El encuentro entre Italia e Israel, celebrado en Udine por las eliminatorias rumbo al Mundial, se disputó en un ambiente más propio de un operativo militar que de una fiesta deportiva. Mientras miles de manifestantes pro-Palestina tomaban las calles para exigir el fin de la ocupación y denunciar la violencia en Gaza, las autoridades italianas desplegaron un impresionante dispositivo de seguridad: francotiradores en los techos del estadio y del hotel israelí, retenes policiales, detectores de metales, drones y barricadas.
Dentro del estadio, el clima era tenso. Aunque no se registraron incidentes durante los noventa minutos, la sensación de riesgo flotaba en el aire. El himno israelí fue abucheado, los accesos se controlaron con rigidez y las miradas se dirigían con inquietud hacia lo alto, donde la seguridad apuntaba sus armas.
Italia ganó 3-0 con dos goles de Mateo Retegui y uno de Gianluca Mancini, pero el marcador fue lo menos importante. La pregunta que quedó suspendida es si un evento deportivo debe realizarse bajo semejantes condiciones. Cuando un estadio necesita francotiradores para garantizar la paz, algo se ha roto en la esencia del deporte.

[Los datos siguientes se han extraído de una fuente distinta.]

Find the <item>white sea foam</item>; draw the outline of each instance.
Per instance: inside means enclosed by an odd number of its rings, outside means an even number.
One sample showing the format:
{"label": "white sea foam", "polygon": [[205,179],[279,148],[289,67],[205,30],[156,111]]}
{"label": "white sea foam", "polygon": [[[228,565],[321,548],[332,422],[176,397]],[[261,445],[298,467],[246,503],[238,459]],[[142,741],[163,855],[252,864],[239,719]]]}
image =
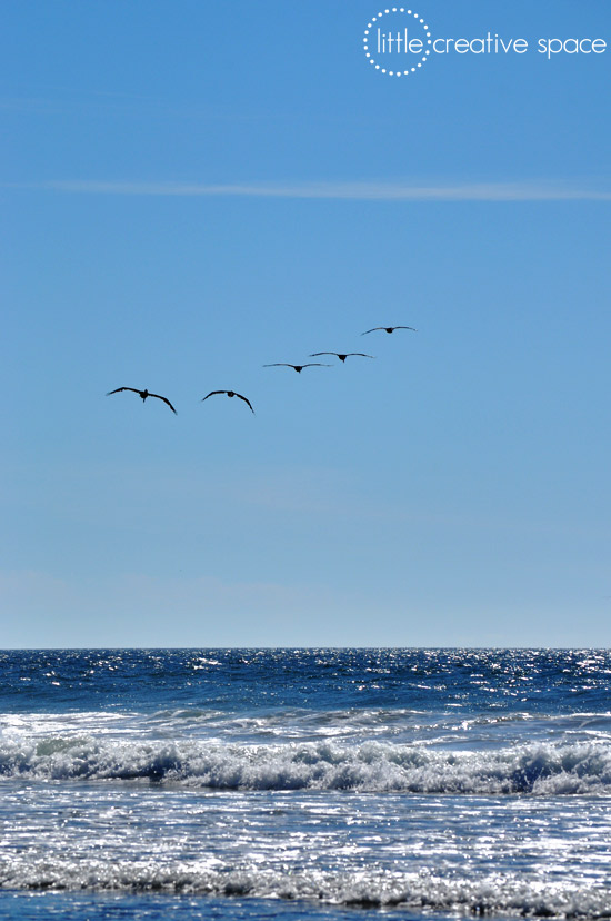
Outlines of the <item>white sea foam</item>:
{"label": "white sea foam", "polygon": [[360,790],[424,794],[611,794],[609,742],[531,743],[484,751],[333,741],[128,741],[104,735],[0,737],[0,775],[144,779],[217,790]]}
{"label": "white sea foam", "polygon": [[210,861],[2,860],[0,888],[69,891],[167,892],[214,897],[315,900],[354,908],[504,913],[518,917],[608,918],[611,892],[602,887],[522,880],[493,873],[480,879],[300,869],[290,873],[253,866],[211,866]]}

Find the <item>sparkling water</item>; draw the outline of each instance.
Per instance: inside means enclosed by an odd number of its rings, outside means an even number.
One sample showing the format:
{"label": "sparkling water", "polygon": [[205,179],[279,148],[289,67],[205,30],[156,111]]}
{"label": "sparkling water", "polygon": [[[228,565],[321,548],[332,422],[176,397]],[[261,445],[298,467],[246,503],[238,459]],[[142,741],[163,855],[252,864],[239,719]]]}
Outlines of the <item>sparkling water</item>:
{"label": "sparkling water", "polygon": [[1,917],[611,915],[608,651],[0,667]]}

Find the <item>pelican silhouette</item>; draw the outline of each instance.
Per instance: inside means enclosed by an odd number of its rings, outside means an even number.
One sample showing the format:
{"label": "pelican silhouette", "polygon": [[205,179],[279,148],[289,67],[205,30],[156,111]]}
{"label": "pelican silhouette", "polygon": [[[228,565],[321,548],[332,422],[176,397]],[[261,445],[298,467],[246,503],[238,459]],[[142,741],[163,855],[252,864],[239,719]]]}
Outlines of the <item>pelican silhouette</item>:
{"label": "pelican silhouette", "polygon": [[306,365],[290,365],[287,362],[274,362],[273,365],[263,365],[264,368],[294,368],[298,374],[301,374],[303,368],[331,368],[332,365],[323,365],[321,362],[309,362]]}
{"label": "pelican silhouette", "polygon": [[250,399],[247,399],[247,397],[243,397],[241,394],[237,394],[236,390],[210,390],[209,394],[207,394],[204,397],[202,397],[201,402],[203,403],[204,399],[208,399],[209,396],[214,396],[214,394],[227,394],[228,397],[233,397],[233,396],[240,397],[240,399],[243,399],[244,403],[248,403],[248,405],[250,406],[251,413],[254,413],[254,409],[252,408]]}
{"label": "pelican silhouette", "polygon": [[177,410],[174,409],[174,407],[172,406],[172,404],[170,403],[170,400],[169,400],[167,397],[162,397],[162,396],[160,396],[159,394],[150,394],[148,390],[138,390],[136,387],[117,387],[117,389],[116,389],[116,390],[109,390],[109,392],[108,392],[108,394],[107,394],[107,396],[111,396],[111,394],[120,394],[120,393],[121,393],[121,390],[131,390],[131,392],[132,392],[132,394],[138,394],[138,396],[139,396],[142,400],[147,399],[147,397],[150,397],[150,396],[156,397],[156,399],[162,399],[162,400],[163,400],[163,403],[167,403],[167,404],[168,404],[168,406],[170,407],[170,409],[172,410],[172,413],[174,413],[176,415],[178,415]]}
{"label": "pelican silhouette", "polygon": [[374,358],[374,355],[365,355],[364,351],[312,351],[310,358],[317,358],[319,355],[337,355],[340,362],[345,362],[351,355],[360,355],[362,358]]}
{"label": "pelican silhouette", "polygon": [[384,333],[394,333],[395,329],[411,329],[412,333],[418,333],[413,326],[374,326],[373,329],[365,329],[361,336],[367,336],[368,333],[375,333],[377,329],[383,329]]}

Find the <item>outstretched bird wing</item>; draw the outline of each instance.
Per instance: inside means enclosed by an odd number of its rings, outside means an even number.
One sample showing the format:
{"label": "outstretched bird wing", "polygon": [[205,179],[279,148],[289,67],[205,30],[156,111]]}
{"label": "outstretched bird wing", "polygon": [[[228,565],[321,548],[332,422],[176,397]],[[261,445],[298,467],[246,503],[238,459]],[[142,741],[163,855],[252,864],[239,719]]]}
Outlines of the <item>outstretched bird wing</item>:
{"label": "outstretched bird wing", "polygon": [[154,397],[157,397],[158,399],[162,399],[162,400],[163,400],[163,403],[167,403],[167,404],[168,404],[168,406],[170,407],[170,409],[172,410],[172,413],[174,413],[174,414],[178,416],[177,410],[174,409],[174,407],[172,406],[172,404],[170,403],[170,400],[168,399],[168,397],[162,397],[160,394],[149,394],[149,396],[154,396]]}
{"label": "outstretched bird wing", "polygon": [[250,399],[247,399],[247,397],[242,396],[241,394],[236,394],[236,396],[239,396],[240,399],[243,399],[244,403],[248,403],[248,405],[250,406],[251,412],[254,413],[254,409],[252,408],[252,404],[251,404]]}
{"label": "outstretched bird wing", "polygon": [[214,396],[214,394],[227,394],[227,390],[210,390],[209,394],[206,394],[206,396],[201,398],[201,403],[203,403],[204,399],[208,399],[209,396]]}

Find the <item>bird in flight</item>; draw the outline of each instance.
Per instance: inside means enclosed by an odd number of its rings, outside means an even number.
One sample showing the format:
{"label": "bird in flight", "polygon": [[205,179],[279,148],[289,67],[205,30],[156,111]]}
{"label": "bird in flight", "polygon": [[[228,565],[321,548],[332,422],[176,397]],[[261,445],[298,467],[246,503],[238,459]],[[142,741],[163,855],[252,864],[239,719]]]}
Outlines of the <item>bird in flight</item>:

Jugar bajo la sombra del miedo convierte la pasión en sospecha. Si el riesgo era tan alto, posponer el encuentro o trasladarlo a una sede neutral habría sido una decisión más sensata. El futbol debería unir, no recordarnos la fragilidad de la seguridad en tiempos de conflicto. La pelota, más que nunca, merece rodar sin temor.